The ORF2 of PYMoV (position 1,124-1,585) encodes a putative protein of 154 aa with a predicted molecular mass of 17.1 kDa, which is slightly larger in size than those found in CYMV (NP_569152) and Dioscorea bacilliform virus (DBV) (AB147985.1) [13]. No putative conserved domains were identified in ORF2; however, comparisons revealed that the PYMoV ORF-2 is 44 % identical to that of CYMV (137 aa) (NP_569152) and 39 % identical to that of DBV (AB147985.1).

ORF3 of PYMoV (position 1,512-7,286) encodes a putative polyprotein of 1,925 aa with a predicted molecular weight of 218.6 kDa that is 50 % identical to the ORF3 of DBV (YP_001036293) and 55 % identical to that of citrus yellow mosaic virus (CYMV; NP_569153). A similarity search in the NCBI conserved domain database (CDD) [10] revealed that the amino acid sequences of ORF3 consists of regions specific for a viral movement protein (MP), trimeric dUTPase, zinc finger, retropepsin, RT-LTR, and RNAse H. The PYMoV MP protein was identified as a movement protein [10], but it did not contain the expected conserved DxR motif [8]. The zinc-binding motif of the zinc finger protein is composed of CGGKGHFGDDC in PYMoV. Next to the zinc finger protein is a retropepsin, which possesses a conserved domain consisting of a catalytic motif, an inhibitor binding site, a catalytic residue, and an active site flap. The conserved RT LTR domain found in PYMoV contains a putative active site, a putative nucleic-acid-binding site, and a putative NTP-binding site. At the end of OFR3 is an RNase-H-like protein consisting of an active site and a DNA/RNA-binding site.
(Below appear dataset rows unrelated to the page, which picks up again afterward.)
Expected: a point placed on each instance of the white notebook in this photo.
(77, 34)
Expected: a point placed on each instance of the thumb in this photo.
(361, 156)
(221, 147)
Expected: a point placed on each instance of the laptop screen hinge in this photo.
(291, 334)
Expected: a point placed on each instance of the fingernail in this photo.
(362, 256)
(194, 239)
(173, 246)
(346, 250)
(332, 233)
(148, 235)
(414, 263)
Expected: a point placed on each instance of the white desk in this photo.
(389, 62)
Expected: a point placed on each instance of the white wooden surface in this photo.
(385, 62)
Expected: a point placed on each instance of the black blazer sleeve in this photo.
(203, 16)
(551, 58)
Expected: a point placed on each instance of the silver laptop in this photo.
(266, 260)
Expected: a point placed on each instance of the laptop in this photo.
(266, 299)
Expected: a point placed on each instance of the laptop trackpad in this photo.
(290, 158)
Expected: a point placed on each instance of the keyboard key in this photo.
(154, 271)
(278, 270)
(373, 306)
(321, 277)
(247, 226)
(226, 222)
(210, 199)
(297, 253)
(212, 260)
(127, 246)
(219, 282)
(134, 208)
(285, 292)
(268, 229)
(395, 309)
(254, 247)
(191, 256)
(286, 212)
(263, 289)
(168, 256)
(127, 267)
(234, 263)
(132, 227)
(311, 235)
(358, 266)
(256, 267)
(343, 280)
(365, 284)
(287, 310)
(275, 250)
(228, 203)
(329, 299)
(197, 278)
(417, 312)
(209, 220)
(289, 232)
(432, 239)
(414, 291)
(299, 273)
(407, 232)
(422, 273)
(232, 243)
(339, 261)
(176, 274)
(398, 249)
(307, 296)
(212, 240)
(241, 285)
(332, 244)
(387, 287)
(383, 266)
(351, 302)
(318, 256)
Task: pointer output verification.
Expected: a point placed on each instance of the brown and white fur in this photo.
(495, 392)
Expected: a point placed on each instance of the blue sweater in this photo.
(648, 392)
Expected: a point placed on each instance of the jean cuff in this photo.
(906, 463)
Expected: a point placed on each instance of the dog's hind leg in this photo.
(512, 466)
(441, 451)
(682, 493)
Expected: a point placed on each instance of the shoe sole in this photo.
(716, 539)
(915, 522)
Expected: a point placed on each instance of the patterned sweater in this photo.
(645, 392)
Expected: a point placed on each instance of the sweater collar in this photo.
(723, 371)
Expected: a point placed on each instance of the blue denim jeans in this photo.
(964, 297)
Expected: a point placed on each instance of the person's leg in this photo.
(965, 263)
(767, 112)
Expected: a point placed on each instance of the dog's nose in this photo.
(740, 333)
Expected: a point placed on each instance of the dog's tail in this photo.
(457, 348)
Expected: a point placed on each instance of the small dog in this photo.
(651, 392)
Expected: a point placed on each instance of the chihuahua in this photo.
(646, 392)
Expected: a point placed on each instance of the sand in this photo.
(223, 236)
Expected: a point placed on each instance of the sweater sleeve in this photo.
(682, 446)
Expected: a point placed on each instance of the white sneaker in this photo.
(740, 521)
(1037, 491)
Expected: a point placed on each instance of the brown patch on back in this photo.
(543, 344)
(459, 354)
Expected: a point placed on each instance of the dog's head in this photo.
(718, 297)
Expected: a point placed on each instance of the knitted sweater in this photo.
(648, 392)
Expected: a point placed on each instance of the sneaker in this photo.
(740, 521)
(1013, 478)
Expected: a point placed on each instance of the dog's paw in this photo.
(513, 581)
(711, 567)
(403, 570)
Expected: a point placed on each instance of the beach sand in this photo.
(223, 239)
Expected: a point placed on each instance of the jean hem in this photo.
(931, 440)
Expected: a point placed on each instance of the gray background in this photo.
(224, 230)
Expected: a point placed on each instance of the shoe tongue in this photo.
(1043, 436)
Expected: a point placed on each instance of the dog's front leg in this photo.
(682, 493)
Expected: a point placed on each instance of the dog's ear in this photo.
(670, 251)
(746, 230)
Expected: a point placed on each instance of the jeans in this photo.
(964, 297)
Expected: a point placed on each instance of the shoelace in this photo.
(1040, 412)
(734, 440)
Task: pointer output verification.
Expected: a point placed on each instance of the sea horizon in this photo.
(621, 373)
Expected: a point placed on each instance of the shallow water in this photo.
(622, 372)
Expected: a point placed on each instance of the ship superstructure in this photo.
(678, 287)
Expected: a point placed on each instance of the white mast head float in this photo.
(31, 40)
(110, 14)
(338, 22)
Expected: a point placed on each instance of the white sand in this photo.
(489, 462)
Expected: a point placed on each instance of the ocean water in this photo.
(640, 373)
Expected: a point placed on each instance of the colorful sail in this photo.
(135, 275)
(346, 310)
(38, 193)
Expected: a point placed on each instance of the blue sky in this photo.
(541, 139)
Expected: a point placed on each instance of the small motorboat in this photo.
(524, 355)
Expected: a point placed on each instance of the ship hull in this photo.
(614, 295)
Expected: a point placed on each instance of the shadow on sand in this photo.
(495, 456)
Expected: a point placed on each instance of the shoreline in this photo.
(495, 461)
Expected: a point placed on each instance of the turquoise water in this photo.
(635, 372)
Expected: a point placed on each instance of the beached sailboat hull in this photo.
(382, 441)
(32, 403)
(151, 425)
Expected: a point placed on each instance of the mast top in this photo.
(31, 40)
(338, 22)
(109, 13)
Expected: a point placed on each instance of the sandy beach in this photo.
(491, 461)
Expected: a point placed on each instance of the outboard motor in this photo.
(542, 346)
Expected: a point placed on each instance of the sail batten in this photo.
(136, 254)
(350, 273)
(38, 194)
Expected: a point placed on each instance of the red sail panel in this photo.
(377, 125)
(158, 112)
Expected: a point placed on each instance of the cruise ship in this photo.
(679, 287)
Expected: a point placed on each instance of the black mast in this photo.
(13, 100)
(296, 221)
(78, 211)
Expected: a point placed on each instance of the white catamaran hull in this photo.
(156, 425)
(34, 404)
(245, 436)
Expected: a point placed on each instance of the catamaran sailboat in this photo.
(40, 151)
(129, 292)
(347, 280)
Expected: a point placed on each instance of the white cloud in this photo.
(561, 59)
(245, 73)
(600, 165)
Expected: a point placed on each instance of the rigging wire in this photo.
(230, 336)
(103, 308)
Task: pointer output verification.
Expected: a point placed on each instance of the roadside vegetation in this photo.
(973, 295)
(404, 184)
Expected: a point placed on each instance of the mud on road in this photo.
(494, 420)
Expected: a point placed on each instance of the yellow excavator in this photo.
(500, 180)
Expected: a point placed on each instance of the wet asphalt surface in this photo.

ORF4 of PYMoV encodes a putative 158-amino-acid protein with 78 % identity to a hypothetical protein whose sequence was previously submitted as a partial PYMoV genome (ABI30246).
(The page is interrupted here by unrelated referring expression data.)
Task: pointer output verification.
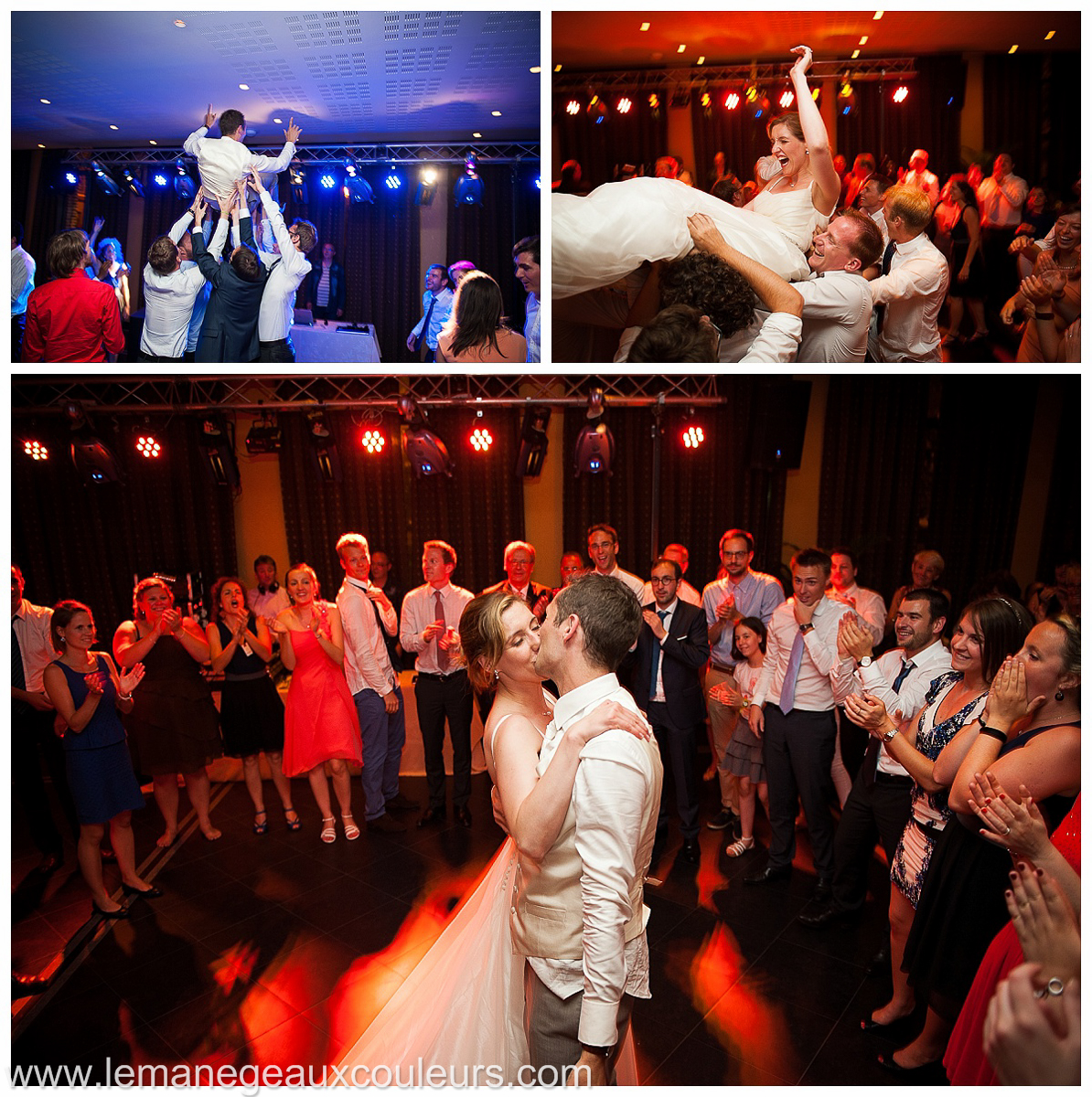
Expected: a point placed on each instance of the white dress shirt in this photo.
(1001, 207)
(613, 780)
(418, 612)
(868, 606)
(22, 279)
(778, 339)
(367, 662)
(32, 625)
(914, 293)
(444, 302)
(278, 299)
(223, 162)
(904, 707)
(685, 591)
(823, 678)
(838, 308)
Considering sequence similarities of all the ORFs and predicted genome annotation data, PYMoV should be considered a member of a unique species of the genus Badnavirus [8]. No recombinant PYMoV sequences were detected, and although the presence of such recombinants cannot be excluded, the described DNA sequence is likely to be the predominant form present within the plant studied.

Two further contigs were identified as having virus-like properties. It is not known if these constitute infectious viruses or endogenous pararetroviral sequences.
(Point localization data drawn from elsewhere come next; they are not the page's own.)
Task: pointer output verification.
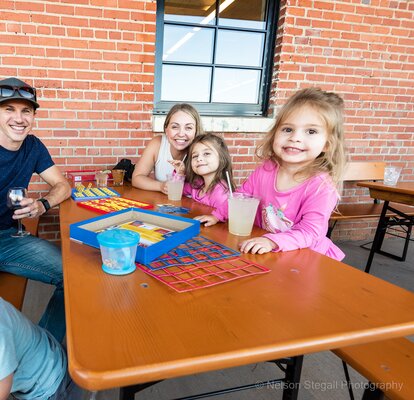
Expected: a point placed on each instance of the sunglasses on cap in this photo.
(26, 92)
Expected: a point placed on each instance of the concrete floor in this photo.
(322, 374)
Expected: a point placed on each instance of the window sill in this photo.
(224, 124)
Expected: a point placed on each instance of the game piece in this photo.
(172, 209)
(184, 278)
(91, 193)
(111, 204)
(197, 249)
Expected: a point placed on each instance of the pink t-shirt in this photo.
(296, 218)
(216, 198)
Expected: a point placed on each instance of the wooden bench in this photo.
(13, 287)
(389, 365)
(357, 171)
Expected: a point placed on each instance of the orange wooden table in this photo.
(402, 193)
(124, 330)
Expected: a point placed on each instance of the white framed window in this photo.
(215, 54)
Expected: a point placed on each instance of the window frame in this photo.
(221, 109)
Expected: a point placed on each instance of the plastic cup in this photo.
(242, 212)
(391, 175)
(175, 185)
(118, 177)
(118, 250)
(101, 179)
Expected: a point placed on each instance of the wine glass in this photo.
(14, 197)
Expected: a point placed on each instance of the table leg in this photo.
(292, 379)
(128, 392)
(382, 225)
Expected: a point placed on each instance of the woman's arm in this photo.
(143, 168)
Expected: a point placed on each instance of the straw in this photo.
(229, 184)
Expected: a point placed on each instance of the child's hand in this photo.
(163, 187)
(207, 220)
(258, 245)
(178, 165)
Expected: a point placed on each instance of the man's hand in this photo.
(30, 209)
(259, 245)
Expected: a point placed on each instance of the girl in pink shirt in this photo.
(206, 176)
(304, 156)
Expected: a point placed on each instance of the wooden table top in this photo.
(403, 192)
(120, 332)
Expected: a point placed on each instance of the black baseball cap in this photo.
(15, 89)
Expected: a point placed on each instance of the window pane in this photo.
(239, 48)
(182, 43)
(236, 86)
(243, 13)
(182, 83)
(192, 11)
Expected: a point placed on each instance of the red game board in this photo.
(184, 278)
(103, 206)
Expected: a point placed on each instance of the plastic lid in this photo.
(118, 238)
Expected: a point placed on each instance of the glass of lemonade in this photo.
(175, 185)
(242, 212)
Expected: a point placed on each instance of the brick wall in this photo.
(93, 62)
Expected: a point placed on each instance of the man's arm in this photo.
(60, 188)
(59, 191)
(5, 386)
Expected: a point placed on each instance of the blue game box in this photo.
(159, 233)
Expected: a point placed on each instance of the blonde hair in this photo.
(330, 108)
(188, 109)
(217, 143)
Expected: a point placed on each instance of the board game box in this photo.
(159, 233)
(103, 206)
(93, 193)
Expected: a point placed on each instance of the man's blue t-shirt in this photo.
(16, 170)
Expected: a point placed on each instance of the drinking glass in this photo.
(14, 197)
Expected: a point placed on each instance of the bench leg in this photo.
(348, 381)
(378, 235)
(373, 393)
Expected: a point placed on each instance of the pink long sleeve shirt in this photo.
(296, 218)
(216, 198)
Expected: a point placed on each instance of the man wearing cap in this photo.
(21, 155)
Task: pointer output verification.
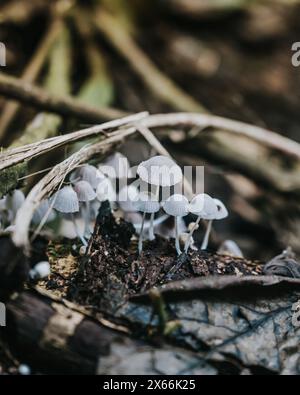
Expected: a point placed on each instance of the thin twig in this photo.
(32, 95)
(13, 87)
(52, 180)
(264, 136)
(16, 155)
(157, 82)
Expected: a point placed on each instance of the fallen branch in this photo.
(55, 178)
(29, 94)
(42, 330)
(157, 82)
(20, 154)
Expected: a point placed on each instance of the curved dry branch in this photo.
(30, 94)
(55, 178)
(261, 135)
(20, 154)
The first sequence was 7,178 bp long and was derived from 213 reads, and a sequence similarity search against the GenBank Nr database revealed weak homology to rice tungro bacilliform virus, a tungrovirus. Further examination of the nucleotide sequence (JX40674) revealed a single ORF (position 2-6085). Alignment of the hypothetical polypeptide produced from this sequence with the P194 polyprotein of RTBV (AFQ62092) revealed 32 % homology, and alignment with the 216-kDa polyprotein of the type member of the genus Badnavirus, commelina yellow mottle virus (NC001343) (ComYMV) revealed 25 % homology. This comparison revealed that the new sequence contains RNA-binding, reverse transcriptase and RNase H domains, as described by Melberry et al. [11], and the alignment suggested that the putative polypeptide lacks an N-terminus. We have tentatively named this virus-like sequence Piper DNA virus 1 (PDV-1).

A second 800-bp contig, derived from 20 reads (JX406742) was identified as having 44 % homology at the nucleotide level to ComYMV, 41 % homology to RTBV, and 70 % to PDV-1. This sequence was too short to analyse in any detail but may be a second distinct virus of the family Caulimoviridae, with the tentative name Piper DNA virus 2 (PDV-2).

The levels of homology between PYMoV, PDV-1 and PDV-2 were quite low, and there was no evidence of any recombination between them.

The complete genome of the virus PYMoV has now been described, confirming that PYMoV is a distinct member of the genus Badnavirus. The presence of two further potential viruses of the family Caulimoviridae in the same sample opens the question as to whether the symptoms described to be caused by PYMoV are caused by a single virus or a combination of multiple viruses. The sequence data presented in the current study will allow this question to be answered by studying other plants identified as infected with PYMoV and looking for the presence of PDV-1 and PDV-2.